Featured Events | Oct 07, 2015 |
George Knobloch, COO of Key Food, talks to Fordham students on Monday, Oct. 5, 2015.

George Knobloch, COO of Key Food, talks to Fordham students on Monday, Oct. 5, 2015.

The New York City supermarket landscape is dominated largely by independently-owned stores.

So how does Key Food, a more than 75-year-old company, manage to survive and thrive in this environment?

By focusing on quality products and customer, among other things, said George Knobloch, the COO of Key Food. Knobloch and two other Key Food executives visited Fordham University on Oct. 5 to discuss the company and its efforts to grow in the region.

Part of that effort is knowing Key Food’s place in the supermarket area and capitalizing on that. The firm’s heaviest concentration of stores, which are all member owned and privately held, is in Brooklyn and Queens, with some in the Bronx and in areas surrounding the city – Long Island, New Jersey, New York State and Pennsylvania.

“We are primarily a five-borough-based retailer,” Knobloch said. “We like competing in the urban market, not the suburbs.”

The strategy has paid off. Inside of six years, the company, which currently has sales in excess of $2 billion, will have more than doubled its store count, from a little more than 100 to about 230, Knobloch said, and it is the fastest-growing supermarket in the Northeast by percentage.

The Key Food visit was arranged by Timothy Malefyt, who teaches marketing at Fordham. One of Malefyt’s classes is working on a project with the company.

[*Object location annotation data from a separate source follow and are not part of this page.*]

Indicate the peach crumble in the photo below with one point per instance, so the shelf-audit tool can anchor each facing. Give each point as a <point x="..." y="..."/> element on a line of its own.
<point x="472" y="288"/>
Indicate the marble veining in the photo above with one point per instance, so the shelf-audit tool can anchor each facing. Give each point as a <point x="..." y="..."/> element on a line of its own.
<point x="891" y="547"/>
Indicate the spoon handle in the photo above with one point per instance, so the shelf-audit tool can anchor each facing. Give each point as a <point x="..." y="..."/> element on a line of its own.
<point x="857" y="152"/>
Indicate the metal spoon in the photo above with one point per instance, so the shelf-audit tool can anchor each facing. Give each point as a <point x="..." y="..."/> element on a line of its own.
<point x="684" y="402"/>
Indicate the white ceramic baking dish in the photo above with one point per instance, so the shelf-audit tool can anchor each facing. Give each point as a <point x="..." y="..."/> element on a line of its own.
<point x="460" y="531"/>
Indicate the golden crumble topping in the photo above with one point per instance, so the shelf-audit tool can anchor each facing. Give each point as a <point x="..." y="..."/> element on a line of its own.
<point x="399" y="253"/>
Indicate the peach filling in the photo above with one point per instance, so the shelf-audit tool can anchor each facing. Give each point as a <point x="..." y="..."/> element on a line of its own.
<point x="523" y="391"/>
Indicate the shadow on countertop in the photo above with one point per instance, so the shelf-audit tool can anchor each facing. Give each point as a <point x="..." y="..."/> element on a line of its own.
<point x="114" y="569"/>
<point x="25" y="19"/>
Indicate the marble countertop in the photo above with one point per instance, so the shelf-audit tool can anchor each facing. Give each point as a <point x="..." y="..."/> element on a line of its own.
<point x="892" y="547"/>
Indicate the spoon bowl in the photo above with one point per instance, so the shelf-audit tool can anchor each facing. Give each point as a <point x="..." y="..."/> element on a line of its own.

An aggressive, targeted marketing campaign has also helped the company grow. Michele Gissi, Key Food’s interactive marketing and public relations manager, told students that building brand equity is an important part of the company’s strategy. That cannot be done strictly through an advertising campaign, she said, because brand equity is based on emotion and positive experiences with things such as clean stores and courteous staff.

“We have to really work hard to try to change people’s opinions or to convert them and get them to be brand advocates,” she said of this “intang. “Once you have that, that’s completely valuable.”

Comprehensive campaigns, brand familiarity and promotions are all part of the action plan, Gissi said, but the bottom line is that your brand equity is only as good as your store.

Attention to that type of detail, Knobloch and Gissi both said, is key to the company’s continued growth.